Researchers have developed a light detector that could revolutionize chemical-sensing equipment and night-vision technology.
The detector, which is based on the interconnected carbon atoms in graphene, can sense light over an unusually broad range of wavelengths, including terahertz waves—between infrared and microwave radiation, where sensitive light detection is most difficult.
“We have demonstrated light detection from terahertz to near-infrared frequencies, a range about 100 times larger than the visible spectrum,” says Professor Michael Fuhrer of the School of Physics at Monash University. The research could lead to a generation of light detectors that could see below the surface of walls and other objects.
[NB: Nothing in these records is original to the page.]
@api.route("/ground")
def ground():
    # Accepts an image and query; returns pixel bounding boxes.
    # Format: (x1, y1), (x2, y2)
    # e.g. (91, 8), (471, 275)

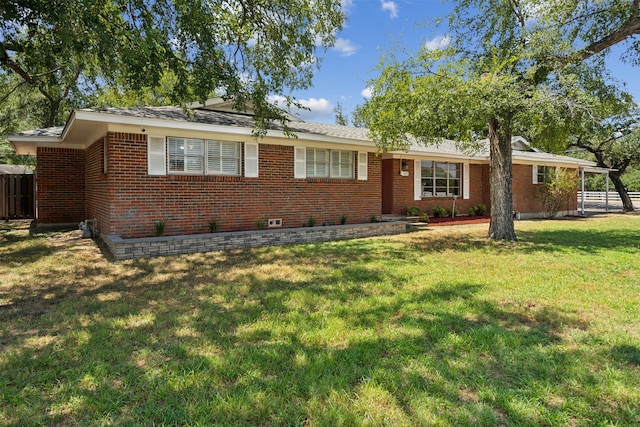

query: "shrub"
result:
(537, 169), (578, 219)
(473, 203), (487, 216)
(432, 206), (447, 218)
(407, 206), (420, 216)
“Detection of infrared and terahertz light has numerous uses, from chemical analysis to night-vision goggles, and body scanners used in airport security.”
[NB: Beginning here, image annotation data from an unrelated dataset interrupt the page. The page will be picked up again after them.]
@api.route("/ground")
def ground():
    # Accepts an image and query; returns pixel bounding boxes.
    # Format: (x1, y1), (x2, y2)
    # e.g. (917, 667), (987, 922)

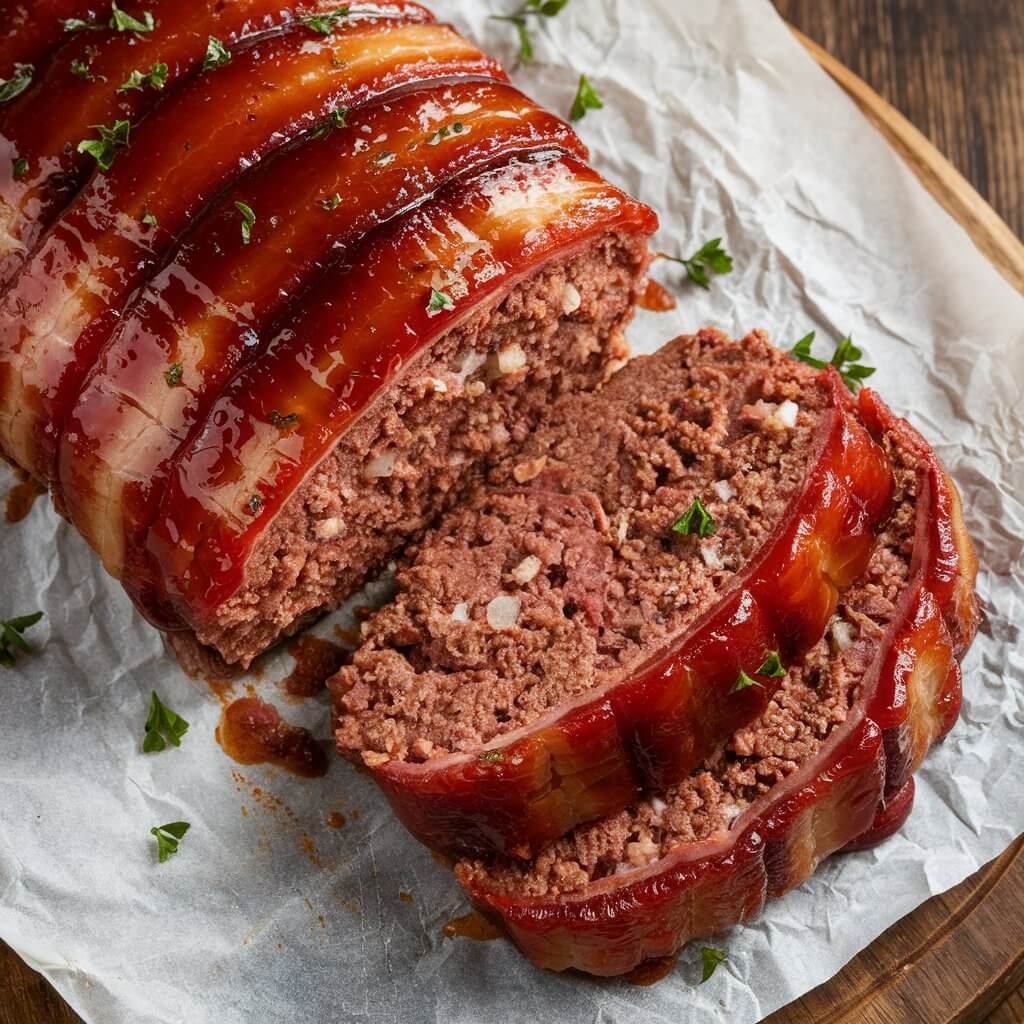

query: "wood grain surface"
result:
(0, 6), (1024, 1024)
The research is published in Nature Nanotechnology.
Speed and sensitivity
Current technological applications for terahertz detection are limited, as they need to be kept extremely cold to maintain sensitivity. Existing detectors that work at room temperature are bulky, slow, and expensive.
Fuhrer says the new detector worked at room temperature and was already as sensitive as any existing room-temperature detector technology in the terahertz range, but was also more than a million times faster.
“The combination of sensitivity and speed for terahertz detection is simply unprecedented,” he says.